玉玄寒放下兵书点点头,手提宝剑阔步走出营帐。
校场之上众将士虽然经历连年征战脸上已沾满风霜,可依然雄赳赳气昂昂,士气一点都没有减退。每一位将士眼中都可以看到对即将来临的最后一战的期待,他们期待战事结束,期待太平盛世,期待解甲归田荣归故里。玉玄寒看着他们不禁内心激荡着无以名状的激动,宝剑出鞘指着寒山方向,高声道:“将士们,今天就是我们功成名就之时,此战攻克,你们可以给你们妻儿家人带来无尚的光荣,让他们为你骄傲!我玉玄寒绝不负你们!”
“南越王!南越王!南越王!”众将士的呼声越来越高,士气也越来越高涨。
玉玄寒满意一笑,收剑入鞘跃上战马,带领着众将士进攻寒山。风霜雨雪已经阻挡不了他们的脚步,寒风中隐约飘来一丝丝腥甜的味道,那是鲜血的味道。他让林洋埋伏兵马在葫芦口,那里是虞山侯兵败必经之路。而他则带着为数不多的将士在寒山风口处设下土灶,让伙头军在那熬肉煮汤,食物的香味顺着风飘进虞山侯将士的鼻中,将他们腹中的饥饿勾引出来,使得他们因饥饿而失去理智!
风中飘来的香气让寒山上的将士一下从昏沉中醒来,因饥饿而无神的眼睛也霎时间绽放光芒,不少士兵站起来在风中不停的嗅着那肉香,滑动的喉结不断地咽下源源不断的唾沫。
“好香!”
“不要闻了,这是南越王的奸计!”
“好饿!哪里有吃的?”
“我要吃的!我要吃的!”
……
虞山侯看着饥肠辘辘不堪忍耐的将士们心头悲痛不已,寒山上已无可食用之物,面对南越王此般诱惑意志再坚强的人都难以抵挡!他整理一下盔甲,站起大声说:“天无绝人之路,我们去把南越王的肉抢了!本王带你们离开寒山!”
将士们听到虞山侯这样说,充满饥饿和渴望的眼睛齐齐看着他,他们需要他的命令!
“走!”虞山侯骑上唯一剩下的战马,长枪一挥带着士兵冲下寒山。
山下玉玄寒时刻留意着周围的动静,当他听到呐喊声的时候立刻让伙头军将土灶撤走,将士一字排开只等虞山侯落入陷阱。越来越近的声音使他兴奋,手按在剑上就如箭搭在弓上,只等猎物出现便要离弦。
“来了!”身边的一名将士低呼。
玉玄寒长啸一声,拔剑催马向前杀入虞山侯的大军之中,其他将士也紧随而去。他们虚张声势,却在半路中途偃旗息鼓落荒而逃。虞山侯十分诧异,却没有愣神的机会,他的队伍需要粮食,粮食就在玉玄寒的军中,于是他紧追着玉玄寒不放,一直追至葫芦口。

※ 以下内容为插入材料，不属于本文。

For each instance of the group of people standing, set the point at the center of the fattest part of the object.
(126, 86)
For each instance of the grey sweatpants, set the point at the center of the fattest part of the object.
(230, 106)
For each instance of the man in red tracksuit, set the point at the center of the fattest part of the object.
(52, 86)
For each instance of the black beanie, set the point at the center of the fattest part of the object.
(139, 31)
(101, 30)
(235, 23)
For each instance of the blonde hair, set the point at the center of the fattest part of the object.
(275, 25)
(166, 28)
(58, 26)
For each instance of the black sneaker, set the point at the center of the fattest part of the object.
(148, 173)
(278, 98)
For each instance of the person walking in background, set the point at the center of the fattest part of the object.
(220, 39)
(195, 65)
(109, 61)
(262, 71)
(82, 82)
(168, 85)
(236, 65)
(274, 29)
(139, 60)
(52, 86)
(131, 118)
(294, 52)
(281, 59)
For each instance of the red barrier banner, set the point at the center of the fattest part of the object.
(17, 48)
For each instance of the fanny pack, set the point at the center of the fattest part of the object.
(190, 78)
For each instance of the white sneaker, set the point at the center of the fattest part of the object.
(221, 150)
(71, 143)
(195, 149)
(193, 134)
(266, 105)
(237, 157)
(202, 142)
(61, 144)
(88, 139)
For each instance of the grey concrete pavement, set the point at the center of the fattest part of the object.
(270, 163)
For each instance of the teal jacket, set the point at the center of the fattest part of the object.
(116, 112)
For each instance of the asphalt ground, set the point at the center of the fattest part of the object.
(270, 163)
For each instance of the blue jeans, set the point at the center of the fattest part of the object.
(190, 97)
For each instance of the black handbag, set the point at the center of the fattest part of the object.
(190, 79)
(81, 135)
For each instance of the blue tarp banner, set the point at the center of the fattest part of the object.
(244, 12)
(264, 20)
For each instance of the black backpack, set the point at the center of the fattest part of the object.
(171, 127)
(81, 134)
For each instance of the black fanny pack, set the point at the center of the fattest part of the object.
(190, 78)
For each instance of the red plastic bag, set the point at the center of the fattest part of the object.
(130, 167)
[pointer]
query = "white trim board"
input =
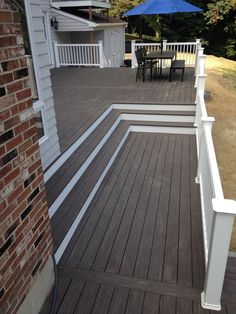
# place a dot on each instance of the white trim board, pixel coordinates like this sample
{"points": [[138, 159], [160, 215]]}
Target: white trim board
{"points": [[63, 195], [60, 161], [82, 211]]}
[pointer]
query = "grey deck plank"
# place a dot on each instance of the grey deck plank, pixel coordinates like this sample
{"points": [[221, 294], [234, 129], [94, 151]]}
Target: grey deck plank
{"points": [[103, 299], [111, 191], [119, 301], [151, 303], [135, 302], [172, 238], [185, 236], [158, 250], [95, 242], [105, 188], [116, 255], [71, 298], [145, 248], [87, 299], [98, 88]]}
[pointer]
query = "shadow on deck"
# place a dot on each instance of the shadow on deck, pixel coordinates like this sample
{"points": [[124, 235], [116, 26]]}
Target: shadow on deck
{"points": [[81, 95]]}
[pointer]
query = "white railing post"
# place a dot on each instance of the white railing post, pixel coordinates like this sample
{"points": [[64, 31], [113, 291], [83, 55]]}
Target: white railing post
{"points": [[222, 224], [100, 43], [198, 65], [198, 45], [206, 121], [133, 64], [55, 47]]}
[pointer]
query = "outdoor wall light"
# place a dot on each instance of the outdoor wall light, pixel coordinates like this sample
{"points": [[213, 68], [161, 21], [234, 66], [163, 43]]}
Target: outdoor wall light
{"points": [[54, 22]]}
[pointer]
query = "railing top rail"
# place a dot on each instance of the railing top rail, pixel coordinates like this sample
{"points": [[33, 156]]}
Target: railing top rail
{"points": [[78, 45], [212, 162]]}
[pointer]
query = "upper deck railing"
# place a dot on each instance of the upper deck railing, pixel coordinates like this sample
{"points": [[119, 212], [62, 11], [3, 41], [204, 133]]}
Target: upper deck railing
{"points": [[184, 50], [217, 212]]}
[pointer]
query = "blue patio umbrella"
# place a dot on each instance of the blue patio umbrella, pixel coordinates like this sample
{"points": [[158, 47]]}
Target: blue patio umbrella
{"points": [[151, 7]]}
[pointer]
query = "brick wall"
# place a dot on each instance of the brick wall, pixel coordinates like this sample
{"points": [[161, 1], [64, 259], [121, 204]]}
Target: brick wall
{"points": [[25, 238]]}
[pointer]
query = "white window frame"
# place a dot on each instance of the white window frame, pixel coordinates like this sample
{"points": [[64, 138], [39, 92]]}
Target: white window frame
{"points": [[38, 105]]}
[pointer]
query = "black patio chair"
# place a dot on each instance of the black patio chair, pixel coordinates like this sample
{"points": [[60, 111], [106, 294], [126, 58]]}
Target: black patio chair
{"points": [[143, 65]]}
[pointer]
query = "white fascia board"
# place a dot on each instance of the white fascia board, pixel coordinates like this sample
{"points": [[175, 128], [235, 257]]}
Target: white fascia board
{"points": [[104, 25], [74, 17], [83, 3]]}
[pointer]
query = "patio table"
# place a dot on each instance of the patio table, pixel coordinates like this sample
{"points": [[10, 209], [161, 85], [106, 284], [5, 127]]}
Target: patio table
{"points": [[160, 55]]}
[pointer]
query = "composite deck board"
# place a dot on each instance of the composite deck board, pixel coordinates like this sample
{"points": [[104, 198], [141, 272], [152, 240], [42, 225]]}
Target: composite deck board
{"points": [[68, 210], [87, 93], [57, 182], [128, 254]]}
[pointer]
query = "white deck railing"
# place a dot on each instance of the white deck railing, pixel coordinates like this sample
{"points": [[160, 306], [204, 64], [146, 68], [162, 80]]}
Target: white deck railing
{"points": [[78, 54], [217, 212], [185, 50]]}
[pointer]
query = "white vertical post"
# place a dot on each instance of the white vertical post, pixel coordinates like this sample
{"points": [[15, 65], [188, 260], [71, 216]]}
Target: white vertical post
{"points": [[198, 67], [206, 122], [222, 224], [55, 47], [100, 43], [198, 45], [134, 61]]}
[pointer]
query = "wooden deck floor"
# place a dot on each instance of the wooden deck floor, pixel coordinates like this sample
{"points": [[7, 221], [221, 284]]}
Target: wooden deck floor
{"points": [[138, 249], [82, 94]]}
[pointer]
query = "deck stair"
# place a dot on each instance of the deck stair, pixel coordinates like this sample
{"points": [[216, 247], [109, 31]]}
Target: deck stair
{"points": [[72, 186]]}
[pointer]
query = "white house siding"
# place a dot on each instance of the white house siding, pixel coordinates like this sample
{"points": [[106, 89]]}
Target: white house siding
{"points": [[49, 148], [118, 44]]}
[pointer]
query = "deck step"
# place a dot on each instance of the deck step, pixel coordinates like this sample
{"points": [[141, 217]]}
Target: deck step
{"points": [[70, 208], [73, 185]]}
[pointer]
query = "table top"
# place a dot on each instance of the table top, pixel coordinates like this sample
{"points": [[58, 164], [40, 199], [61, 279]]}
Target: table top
{"points": [[160, 55]]}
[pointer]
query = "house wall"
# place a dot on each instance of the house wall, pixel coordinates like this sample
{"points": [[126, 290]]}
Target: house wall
{"points": [[49, 146], [25, 236], [114, 43]]}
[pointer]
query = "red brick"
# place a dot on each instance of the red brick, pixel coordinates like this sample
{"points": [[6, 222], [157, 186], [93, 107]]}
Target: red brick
{"points": [[11, 176], [14, 87], [11, 122], [15, 194], [2, 150], [4, 115], [6, 78], [5, 170], [6, 17], [26, 93], [7, 101], [4, 54]]}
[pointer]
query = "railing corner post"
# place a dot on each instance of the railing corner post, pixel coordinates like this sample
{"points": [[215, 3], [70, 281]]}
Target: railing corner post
{"points": [[100, 43], [222, 224], [133, 54], [55, 47]]}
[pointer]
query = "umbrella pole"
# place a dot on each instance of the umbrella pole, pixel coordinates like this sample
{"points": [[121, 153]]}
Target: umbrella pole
{"points": [[162, 29]]}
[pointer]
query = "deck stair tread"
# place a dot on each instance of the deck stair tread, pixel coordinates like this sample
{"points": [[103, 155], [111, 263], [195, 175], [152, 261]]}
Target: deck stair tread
{"points": [[56, 184], [65, 215]]}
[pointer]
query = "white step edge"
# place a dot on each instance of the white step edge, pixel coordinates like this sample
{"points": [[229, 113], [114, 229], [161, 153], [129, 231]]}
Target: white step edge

葫芦口四周寒风阵阵,乌云遮盖了天上的太阳,阴暗的环境让虞山侯心头忽生悲凉之感。他情不自禁勒紧了缰绳,眼神惊恐地看着周围,他们全军已经落入了玉玄寒的包围。葫芦口只有一个出口,而如今这个出口被玉玄寒堵得死死的,他再无退路。他仰头看着天空,回想这三年来的征战。他是不被看重的皇子,母亲出身低微,从来没有得到过皇帝的真正恩宠,他努力学习一切对他有用的知识,努力表现得优秀,为的是让父皇多看他一眼,可他的父皇眼里没有他。他早早就被遣送到封地,远离皇都,只有在皇帝驾崩和母亲病逝的时候回去过,心底却对那座华丽的宫殿有着莫名的执着,他想要回去,所以他起兵谋反了!三年的时间,他夺取一座有一座的城池,又将一座有一座的城池失去,上天并没有悲悯他,即使此刻也是如此!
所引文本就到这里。